I am a graduate student in Cultural Anthropology at the University of California Irvine.
My research focuses on civic data infrastructures, archiving and environmental advocacy in response to “the Anthropocene” broadly conceived.
I hold a BA in Communication, Media and Cultural Studies (University of Bremen, 2017) and a prospective MA in Science and Technology Studies (Goethe University Frankfurt, 2020). I am a fellow of the Fulbright Foundation and the German Academic Scholarship Foundation (Studienstiftung).
I currently participate in and co-develop a series of collaborative research, teaching and infrastructure projects:
- Quotidian Anthropocenes, sponsored by Haus der Kulturen der Welt and Max Planck Institue for the History of Science Berlin
- Visualizing Toxic Places, sponsored by UCI’s Center for Ethnography
- Design for the Platform for Collaborative Experimental Ethnography (PECE) (sign up for the monthly newsletter here!)

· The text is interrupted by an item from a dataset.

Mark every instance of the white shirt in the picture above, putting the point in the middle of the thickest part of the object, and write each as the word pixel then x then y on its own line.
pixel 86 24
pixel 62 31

- Graduate Teaching associate for the UCI lower-division course Environmental Injustice.
My writing has appeared in peer-reviewed journals, edited volumes and public-facing reports. In 2017, my ethnographic study of free wireless network activism in German refugee camps received the DARIAH-DE DH Award for emerging scholars in the digital humanities. I have also produced visual work, including a short documentary film on hacker communities in Istanbul and a science communication series titled “Tactics for Quotidian Anthropocenes.”